At a time when generative AI is developing rapidly, video generation technology is becoming a new battlefield for major technology companies to compete. After OpenAI's Sora triggered a global buzz, domestic vendors have also launched their own AI video generation solutions. Recently, Baidu's commercial R&D team released a large model of multimodal generationMuseSteamerThis product not only won the world's first place in the overseas authoritative evaluation list of VBench, but also realized the synchronous generation of audio and video in the Chinese context for the first time.

Anatomy of MuseSteamer's Core Technical Capabilities
Powerful Chinese semantic understanding
The most prominent feature of MuseSteamer is its deep optimization for Chinese context. By building a billion-scale video slice database and adopting a three-stage data optimization system of "filtering-purifying-matching", it ensures precise semantic alignment between text instructions and visual elements. This targeted data processing allows the model to accurately understand the nuances and cultural connotations of Chinese cues.
Refined video structure description system
Unlike mainstream products in the industry, MuseSteamer adopts a structured video description method, which not only contains picture details (subject, background, motion, atmosphere, light and shadow), but also deeply integrates professional elements such as lens language, subject motion intensity, and style description. This refined description system covers a wide range of style types such as realistic, cinematic, cyberpunk, vintage film, minimalist, and anime.
Audio-video integration generates breakthroughs
One of the major innovations of MuseSteamer is the realization of real synchronous generation of audio and video. Through multimodal scheduling and audio/video integration learning model, the system can automatically deal with the three core issues of "who is talking, how to talk, and in what environment", so that multi-track audio such as dialogues, background sounds, music, etc. are naturally fused with the visual content, which greatly enhances the immersive degree of the viewer's experience.

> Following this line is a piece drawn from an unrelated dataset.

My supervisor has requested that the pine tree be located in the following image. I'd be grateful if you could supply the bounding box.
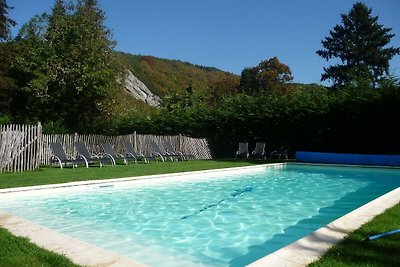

Comprehensive product matrix to meet different needs
MuseSteamer offers a complete matrix of product versions that accurately cover the diverse needs of individual creators to professional film and television organizations:

Practical tests: capabilities and limitations at the same time
Outstanding performance in semantic understanding
In the semantic comprehension test, MuseSteamer showed impressive performance. For example, in the playground in the evening, a high school boy jumps up to shoot a basketball, and his figure is stretched out by the setting sun", the model accurately reproduces the complete flow of the jumping and shooting action, and the shadow of the character is consistent with the action, and the effect of the setting sun's light and shadow is natural and realistic. MuseSteamer shows a stronger semantic parsing ability than similar products in terms of deviation in action understanding.
The continuity of the action is noteworthy
In the test of "a rabbit tapping on the keyboard, then it picks up a cup to drink with one hand and continues to tap on the keyboard with the other hand", MuseSteamer not only completes the basic action sequence, but also independently adds rich facial expressions and micro-movements to the character, which makes the static graphic character vivid and lively. Although the action chain is slightly incomplete, the overall consistency is satisfactory.
Excellent performance in style control
In the fantasy style test, MuseSteamer accurately reproduced the description of the scene, "In fantasy style, a little girl runs forward on a shining unicorn through a valley of colorful bubbles". The resulting video is filled with a soft halo of light, colorful bubbles, starlight, fluttering skirts and other detailed elements, and the overall style is unified and coordinated.
Lens movement capability needs to be improved
However, MuseSteamer reveals obvious shortcomings when it comes to complex camera movements. In the "camera around the bat detective" test, the model almost did not realize the effective movement of the camera, which may be the technical limitations of the current version. Although the relatively simple "Lens Distance" command can be basically accomplished, the edges of the screen will show obvious stitching flaws.
Generation efficiency still needs to be optimized
From the overall test experience, MuseSteamer's generation speed is relatively slow, generally taking 3-5 minutes, which may affect the smoothness of the workflow for users who need to iterate their creations quickly.
The Future Picture of AI Video Generation
The release of MuseSteamer signifies that domestic AI video generation technology is rapidly catching up with the international advanced level. Although there is still room for improvement in certain complex scenarios, its breakthroughs in Chinese semantic understanding, style control and audio/video synchronization have set a new benchmark for the industry.
With the official release of the audible version in August and the successive launch of the Pro and Lite versions, MuseSteamer is expected to build an AI video generation ecology that covers the whole scene. For content creators, this not only means the upgrading of creative tools, but also represents a fundamental change in the way of creative expression.
The Turbo version of MuseSteamer is currently available for free on the "EYE" platform, interested users can visit huixiang.baidu.com Experience this revolutionary AI video generation technology for yourself.